10. I am, however, satisfied by what both representatives told me, that the order from the Family Court did prevent the appellant from contacting his wife and their children directly. It also appears from the hearing notes kept by Judge Moore that the order and the summary of its effect was put to him but it is unclear from the whether he was shown a copy of the order.
11. The judge's observations about the failure of the family to attend, and the absence of reasons for this, give no indication that he took into account the explanation that there was in place, until 17 September 2014, a court order preventing contact between the appellant, his wife and their children. Such an order would inevitably cause significant difficulties in communicating any ability to attend or when the hearing was due to take place. It may well be that the judge did not properly appreciate the significance of the order; it may well be that it was not sufficiently brought to his attention by Counsel but it is nonetheless evident that the judge did not take the difficulties caused by the order, or its existence, into account when concluding that he should not adjourn the appeal. Indeed, he drew significant inferences adverse to the appellant's case from the failure of the family to attend and support and reached conclusions about a lack of family life between the appellant and his wife and children.
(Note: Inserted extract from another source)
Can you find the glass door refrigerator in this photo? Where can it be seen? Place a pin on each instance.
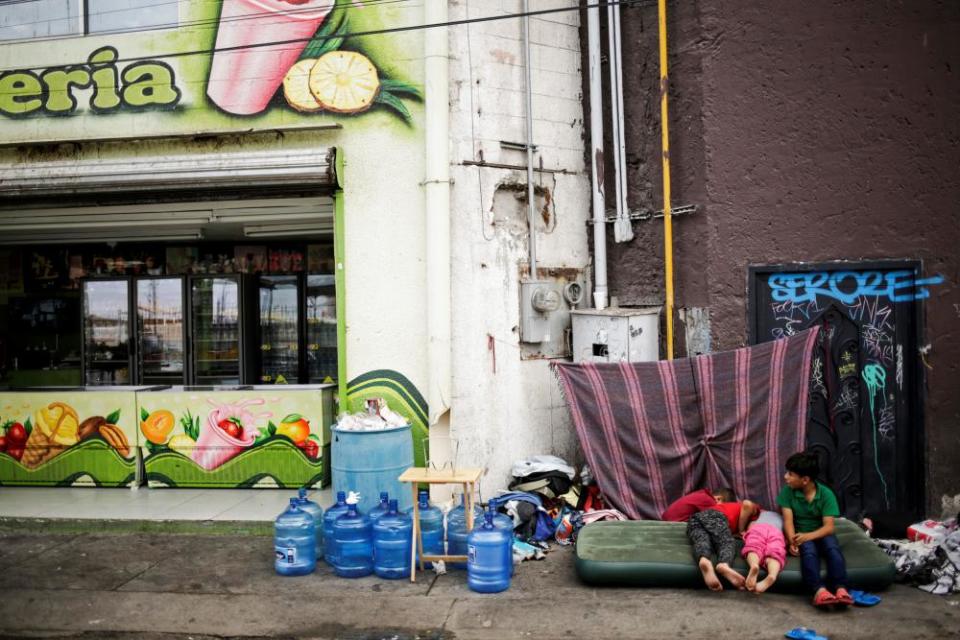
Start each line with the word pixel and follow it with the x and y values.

12. There is less merit in the submissions that the judge failed properly to have regard to the medical evidence adduced. The judge was aware from the records on file that the appellant had had a heart attack after the Case Management Review which had taken place in March. It appears that the appellant had been hospitalised again on 12 August 2014 and discharged and that he was again taken into hospital on 13 September 2014. In neither case does there appear to have been a letter from a GP or any other doctor stating that the appellant was unfit to attend the hearing. Whilst in the circumstances it may have been open to the judge to proceed with the hearing in the appellant's absence, this cannot be taken in isolation from the difficulties set out above. I consider that in failing to take into account the reason given for the non-attendance by the family, that the judge permitted a procedural unfairness capable of amounting to an error of law in that, when considering whether to adjourn the matter, he did not consider whether the difficulties caused by the court order had prevented the family from attending court.
13. I am satisfied that this error was material in that it is evident now that the appellant's wife and children, who attended court as did the appellant, when the matter came before me, can support his case.
14. In the circumstances, as there will now have to be fresh findings of fact on all material issues, I consider that the appropriate course of action is to remit this matter to the First-tier Tribunal for a fresh decision on all issues.

SUMMARY OF CONCLUSIONS
1 The decision of the First-tier Tribunal involved the making of an error of law and I set it aside.
2 I remit the appeal to the First-tier Tribunal for a fresh decision. For the avoidance of doubt, none of the findings made by First-tier Tribunal Judge Moore are preserved.